En el cabello fortalece la fibra capilar, estimula el crecimiento y ayuda a prevenir la caída.
En la piel actúa como hidratante natural, suaviza arrugas y calma irritaciones.
También se aplica en uñas y pestañas, favoreciendo su resistencia y crecimiento.
Sus propiedades clave provienen del ácido ricinoleico y de vitaminas con efecto humectante y antiinflamatorio.
Usos en agricultura
En el ámbito agrícola funciona como repelente natural contra plagas e insectos.
Posee acción antifúngica que protege los cultivos de hongos.

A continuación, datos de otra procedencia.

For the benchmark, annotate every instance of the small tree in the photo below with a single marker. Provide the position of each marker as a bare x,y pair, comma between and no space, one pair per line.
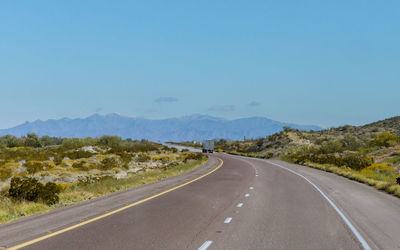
32,140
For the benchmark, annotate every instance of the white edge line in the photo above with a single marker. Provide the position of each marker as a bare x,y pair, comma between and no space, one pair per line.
205,245
228,220
348,223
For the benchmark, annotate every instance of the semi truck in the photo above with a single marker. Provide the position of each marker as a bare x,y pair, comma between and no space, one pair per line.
208,146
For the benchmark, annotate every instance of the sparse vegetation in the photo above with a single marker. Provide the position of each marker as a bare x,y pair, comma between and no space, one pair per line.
41,173
369,153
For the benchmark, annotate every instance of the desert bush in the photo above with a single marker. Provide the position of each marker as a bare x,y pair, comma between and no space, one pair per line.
193,156
5,173
78,154
110,141
81,165
357,161
351,142
108,163
31,189
32,140
385,139
143,158
379,172
330,147
33,167
354,161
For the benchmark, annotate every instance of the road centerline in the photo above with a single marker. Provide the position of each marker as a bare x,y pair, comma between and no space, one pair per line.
116,210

Además, estimula raíces más fuertes y mejora la absorción de nutrientes en las plantas.
Diferencia entre prensado en frío y refinado
El aceite de ricino prensado en frío virgen conserva todas sus propiedades naturales, con mayor concentración de compuestos bioactivos, siendo ideal para usos cosméticos y terapéuticos.
El aceite refinado, en cambio, puede perder nutrientes durante el proceso, siendo más utilizado en aplicaciones donde se prioriza la pureza química.
Consideraciones importantes
El uso interno del aceite de ricino debe ser controlado, ya que tiene efectos laxantes potentes.
Para aplicaciones cosméticas y de salud se recomienda siempre elegir aceite prensado en frío virgen.